Plaquemine Culture - Plaquemine Mississippian

Plaquemine Mississippian

Beginning during the Terminal Coles Creek period (1150 to 1250 CE), Mississippian cultures far upstream from the Plaquemine area began expanding their reach southward. Excavations in the Yazoo Basin area of Mississippi have shown a Cahokia Horizon as extraregional exotic goods such as Cahokian pottery and other artifacts began to be deposited in Coles Creek-Plaquemine culture sites. Through repeated contacts groups in Mississippi and then Louisiana began adopting Mississippian techniques for making Mississippian culture pottery, as well as ceremonial objects and possibly social structuring.

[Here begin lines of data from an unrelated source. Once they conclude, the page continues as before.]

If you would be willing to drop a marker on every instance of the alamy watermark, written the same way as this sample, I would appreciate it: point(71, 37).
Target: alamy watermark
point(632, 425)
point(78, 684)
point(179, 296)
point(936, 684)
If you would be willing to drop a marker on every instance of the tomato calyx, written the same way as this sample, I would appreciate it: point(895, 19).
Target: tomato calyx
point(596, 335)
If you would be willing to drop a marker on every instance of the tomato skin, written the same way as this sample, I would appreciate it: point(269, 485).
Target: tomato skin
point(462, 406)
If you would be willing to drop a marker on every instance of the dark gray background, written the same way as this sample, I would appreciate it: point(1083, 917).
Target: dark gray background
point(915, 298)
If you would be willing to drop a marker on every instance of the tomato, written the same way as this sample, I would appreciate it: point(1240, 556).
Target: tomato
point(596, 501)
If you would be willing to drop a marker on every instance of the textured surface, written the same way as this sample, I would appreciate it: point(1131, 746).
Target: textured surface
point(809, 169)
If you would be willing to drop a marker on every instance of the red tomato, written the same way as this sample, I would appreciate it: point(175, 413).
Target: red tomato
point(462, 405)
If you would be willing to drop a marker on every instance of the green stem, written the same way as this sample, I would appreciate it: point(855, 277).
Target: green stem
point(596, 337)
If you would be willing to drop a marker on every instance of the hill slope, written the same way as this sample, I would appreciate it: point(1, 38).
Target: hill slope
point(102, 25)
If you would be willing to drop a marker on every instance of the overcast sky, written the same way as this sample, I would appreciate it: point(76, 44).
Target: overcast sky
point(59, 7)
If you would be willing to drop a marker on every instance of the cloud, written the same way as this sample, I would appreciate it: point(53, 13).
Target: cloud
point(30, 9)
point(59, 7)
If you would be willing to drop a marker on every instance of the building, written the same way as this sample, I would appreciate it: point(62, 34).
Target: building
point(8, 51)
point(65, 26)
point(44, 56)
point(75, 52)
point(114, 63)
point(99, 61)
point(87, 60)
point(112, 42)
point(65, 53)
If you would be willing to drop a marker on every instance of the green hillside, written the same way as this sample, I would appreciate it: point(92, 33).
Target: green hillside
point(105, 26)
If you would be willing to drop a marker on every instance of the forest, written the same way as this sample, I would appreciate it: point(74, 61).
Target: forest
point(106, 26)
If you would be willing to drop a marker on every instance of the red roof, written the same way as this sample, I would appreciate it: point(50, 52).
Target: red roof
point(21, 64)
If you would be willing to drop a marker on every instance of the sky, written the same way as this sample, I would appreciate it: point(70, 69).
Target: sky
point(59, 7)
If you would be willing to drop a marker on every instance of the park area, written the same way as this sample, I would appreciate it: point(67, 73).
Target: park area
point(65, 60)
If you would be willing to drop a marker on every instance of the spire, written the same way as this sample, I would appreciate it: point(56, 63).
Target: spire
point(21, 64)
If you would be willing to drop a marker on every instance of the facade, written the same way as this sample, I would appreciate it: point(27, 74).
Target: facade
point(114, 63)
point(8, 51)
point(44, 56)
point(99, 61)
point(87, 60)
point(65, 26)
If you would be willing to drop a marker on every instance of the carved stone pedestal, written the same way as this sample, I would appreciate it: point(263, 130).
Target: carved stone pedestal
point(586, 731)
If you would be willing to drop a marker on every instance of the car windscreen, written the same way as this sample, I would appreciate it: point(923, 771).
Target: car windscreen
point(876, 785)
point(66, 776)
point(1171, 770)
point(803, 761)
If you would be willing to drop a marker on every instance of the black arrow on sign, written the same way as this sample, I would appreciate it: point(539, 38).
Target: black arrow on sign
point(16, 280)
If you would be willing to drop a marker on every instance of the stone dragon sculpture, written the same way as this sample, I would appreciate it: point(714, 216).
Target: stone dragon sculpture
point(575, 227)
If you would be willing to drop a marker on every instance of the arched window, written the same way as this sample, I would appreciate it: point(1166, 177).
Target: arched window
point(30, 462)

The Plaquemine peoples became more and more Mississippianized and the area the culture covered begins to shrink after 1350 CE. Eventually the last enclave of purely Plaquemine culture was the Natchez Bluffs area, while the Yazoo Basin and Louisiana areas had became a hybrid Plaquemine Mississippian culture. Historic groups in the area during first European contact bear out this division. Historic groups in the Natchez Bluffs, the Taensa and Natchez had held out against full Mississippianization and continued to use the same sites as their ancestors and carry on in the Plaquemine culture. Those that may have descended from the Mississippianized groups are those who at the time of Europoean contact spoke the Tunican, Chitimachan, and Muskogean languages.